The diagram shows the basic elements: a centralized sFlow analyzer receives sFlow data from every switch in the network, producing a real-time, network-wide view of traffic and accurately tracking the network topology. A centralized controller enforces management policies by automatically applying configuration settings to the edge switches in order to control traffic. For more information, see Controlling Traffic for a detailed description of InMon's controller and its application to peer-to-peer (P2P) traffic control.
Generally, this level of control is only possible because of the timely and complete picture of the network state that sFlow monitoring provides. In control engineering terms, sFlow makes the network observable; an essential prerequisite for control.
An accurate picture of the network state allows controls to be targeted where they will be most effective and have the least impact on other traffic; the edge of the network. The alternative, measurement and control at the network core, achieved at the core switches and routers, or by channeling traffic through shared control points (e.g. firewalls, traffic shapers, etc.), can result in serious performance problems as busy core devices become overloaded by additional measurement and control tasks. In addition, control at the core is ineffective if the traffic doesn't cross the core. On the other hand, all traffic crosses the edge and control at the edge is scalable since the number of edge devices grows with the network, providing additional measurement (sFlow) and control capacity as the network grows.
Interestingly, the centralized visibility into switched traffic that sFlow provides is being paralleled by a move toward centralized control of switches (see OpenFlow). The combination of centralized visibility and centralized control of network traffic paths has the potential to revolutionize data center networking, delivering the performance, scalability and control needed to build large, converged data centers.

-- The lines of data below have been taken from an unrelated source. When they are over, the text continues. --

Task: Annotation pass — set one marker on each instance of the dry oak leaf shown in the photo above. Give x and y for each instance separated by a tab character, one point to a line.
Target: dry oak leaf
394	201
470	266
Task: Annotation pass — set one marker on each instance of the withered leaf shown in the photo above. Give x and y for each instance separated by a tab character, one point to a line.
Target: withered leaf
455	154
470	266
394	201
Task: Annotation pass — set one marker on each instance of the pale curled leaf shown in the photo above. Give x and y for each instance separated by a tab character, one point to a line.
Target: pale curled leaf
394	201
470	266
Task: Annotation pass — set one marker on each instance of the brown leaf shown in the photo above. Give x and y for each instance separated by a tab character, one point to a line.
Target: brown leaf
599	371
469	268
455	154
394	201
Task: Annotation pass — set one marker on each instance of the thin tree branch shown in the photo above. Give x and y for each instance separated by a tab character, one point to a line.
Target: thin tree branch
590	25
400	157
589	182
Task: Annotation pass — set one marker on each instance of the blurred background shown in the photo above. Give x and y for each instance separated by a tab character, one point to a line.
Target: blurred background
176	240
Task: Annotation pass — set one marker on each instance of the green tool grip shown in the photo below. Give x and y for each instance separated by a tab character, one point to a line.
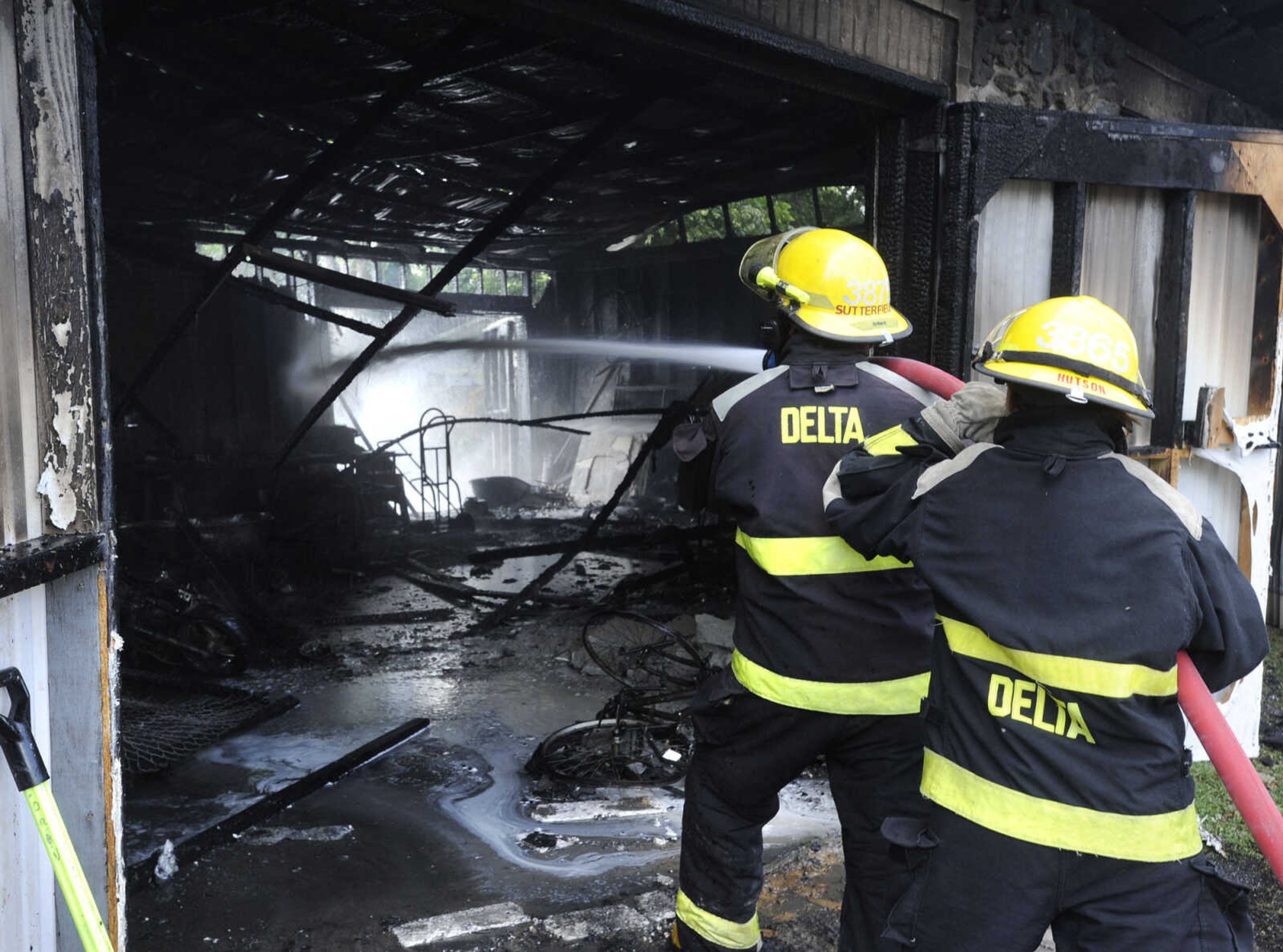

In order to achieve visibility and control in the data center, it is essential to ensure that the edge is fully observable and controllable. Data center convergence is shifting the network edge to include components of blade servers and virtual servers. Finally, the Open vSwitch project is interesting because it will offer visibility (sFlow) and control (OpenFlow) at the edge of the virtualized data center (currently including support for Xen/XenServer, KVM, and VirtualBox).